Timeline of Major Segments
| Timestamp | Segment | |------------|----------------------------------------------------------------------------------------------------------| | 00:01 | Intro: AI as driver for economic growth and grid greening (Josh Parker) | | 09:40 | Public anxieties: Grid constraints, canceled data centers, political blame (Ed Crooks, Amy Myers Jaffe) | | 12:42 | Scale of data center demand and industry adaptation challenges (Xijo) | | 19:10 | Rate design, tariffs, and cost allocation for new infrastructure (Craig Sundstrom) | | 25:01 | Nvidia’s leaps in chip energy efficiency; Jevons Paradox; context for net load growth (Josh Parker) | | 28:08 | Broader AI-enabled energy savings across sectors (Amy Myers Jaffe, Josh Parker) | | 29:51 | Case study – AI expediting interconnection in power markets (Craig Sundstrom) | | 34:03 | Data center load flexibility during price spikes, new market dynamics (Xijo) | | 38:38 | Startups turning data centers into grid assets – flexibility and “pre-emptible” workloads (Josh Parker) | | 47:30 | Batteries, virtual power plants, and AI-enabled grid optimization (Amy Myers Jaffe, Josh Parker, Craig Sundstrom) | | 49:00 | AWS’s investments in SMRs and First-of-a-Kind deployment challenges (Craig Sundstrom, Amy Myers Jaffe) | | 51:05 | Near-term power supply crunch vs. long-term nuclear build-out (Xijo) | | 58:12 | Limits of microgrids and behind-the-meter deployment for data centers (Xijo) | | 67:01 | Thermal energy networks: Turning data center heat into a resource (Josh Parker) |
Audience Q&A Highlights
- Decentralization & Microgrids: Only 6% of data centers use co-location with power assets; remaining regulatory and economic roadblocks (58:12–59:06).

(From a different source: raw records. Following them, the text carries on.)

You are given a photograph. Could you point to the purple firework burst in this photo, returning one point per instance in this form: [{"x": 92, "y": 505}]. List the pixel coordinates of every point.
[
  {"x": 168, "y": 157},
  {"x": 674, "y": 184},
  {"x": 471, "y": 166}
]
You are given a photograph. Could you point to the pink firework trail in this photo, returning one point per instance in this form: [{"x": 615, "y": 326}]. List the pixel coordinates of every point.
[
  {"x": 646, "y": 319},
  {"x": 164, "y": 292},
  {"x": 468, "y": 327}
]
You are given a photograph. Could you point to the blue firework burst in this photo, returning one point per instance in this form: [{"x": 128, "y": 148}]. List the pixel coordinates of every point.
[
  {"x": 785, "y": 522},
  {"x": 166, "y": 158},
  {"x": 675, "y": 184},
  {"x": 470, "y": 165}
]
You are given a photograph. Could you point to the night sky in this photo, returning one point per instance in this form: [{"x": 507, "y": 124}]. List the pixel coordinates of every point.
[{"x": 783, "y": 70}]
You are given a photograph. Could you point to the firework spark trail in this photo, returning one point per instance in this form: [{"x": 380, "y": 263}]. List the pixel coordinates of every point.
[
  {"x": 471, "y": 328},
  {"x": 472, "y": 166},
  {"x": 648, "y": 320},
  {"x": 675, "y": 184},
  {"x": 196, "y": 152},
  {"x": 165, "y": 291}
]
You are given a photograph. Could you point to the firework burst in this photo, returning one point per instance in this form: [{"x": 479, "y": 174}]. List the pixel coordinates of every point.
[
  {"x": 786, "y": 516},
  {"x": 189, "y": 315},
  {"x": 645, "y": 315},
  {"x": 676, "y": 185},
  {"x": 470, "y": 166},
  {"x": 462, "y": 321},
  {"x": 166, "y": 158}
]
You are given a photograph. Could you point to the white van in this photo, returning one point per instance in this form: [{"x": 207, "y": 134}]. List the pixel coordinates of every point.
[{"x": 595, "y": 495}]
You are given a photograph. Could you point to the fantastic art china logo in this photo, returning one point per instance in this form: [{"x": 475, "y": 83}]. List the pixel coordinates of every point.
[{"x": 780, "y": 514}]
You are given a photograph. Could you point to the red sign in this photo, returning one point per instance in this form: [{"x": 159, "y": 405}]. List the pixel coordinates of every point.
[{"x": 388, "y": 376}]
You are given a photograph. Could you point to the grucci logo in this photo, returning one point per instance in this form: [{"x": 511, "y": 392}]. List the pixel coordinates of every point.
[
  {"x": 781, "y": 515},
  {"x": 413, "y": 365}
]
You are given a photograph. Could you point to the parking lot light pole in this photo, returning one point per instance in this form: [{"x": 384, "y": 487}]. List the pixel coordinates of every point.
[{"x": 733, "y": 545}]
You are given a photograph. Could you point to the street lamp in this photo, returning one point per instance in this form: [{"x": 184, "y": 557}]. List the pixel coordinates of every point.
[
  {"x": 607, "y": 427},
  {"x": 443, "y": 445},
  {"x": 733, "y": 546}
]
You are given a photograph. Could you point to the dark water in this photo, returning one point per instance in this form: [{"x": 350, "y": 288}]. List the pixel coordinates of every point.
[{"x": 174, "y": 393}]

- Geothermal’s Future: Seen as promising, but more a 2030s technology than a fix for the current 5-year crunch (60:54).
- International Data Center Buildout: While Southeast Asia and Latin America offer cheaper build and energy costs, constraints still hinge on power availability and regulatory frameworks, not just CAPEX (61:44, 64:15).

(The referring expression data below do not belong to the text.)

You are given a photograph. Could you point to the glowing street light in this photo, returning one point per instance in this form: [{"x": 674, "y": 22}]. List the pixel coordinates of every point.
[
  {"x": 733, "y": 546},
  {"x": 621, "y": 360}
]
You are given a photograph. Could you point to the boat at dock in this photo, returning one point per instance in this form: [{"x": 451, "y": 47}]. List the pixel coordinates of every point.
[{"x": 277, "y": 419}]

- Thermal Energy Networks: Growing opportunity to recycle data center waste heat to community heating (67:01).
Conclusion
This episode captures a turning point: AI and data center growth are no longer niche technical questions—they have become headline political, economic, and environmental issues. The dialogue revealed both a sense of “perfect storm” opportunity and an undercurrent of urgency and risk: grid bottlenecks, regulatory lag, infrastructure cost, and potential backlash. Key takeaways include the need for cross-sector partnership, accelerated investment in new technology, smarter regulation, and creative market design—backed by the optimism that AI and digitalization could, if harnessed well, deliver a cleaner, more efficient, and more resilient energy system.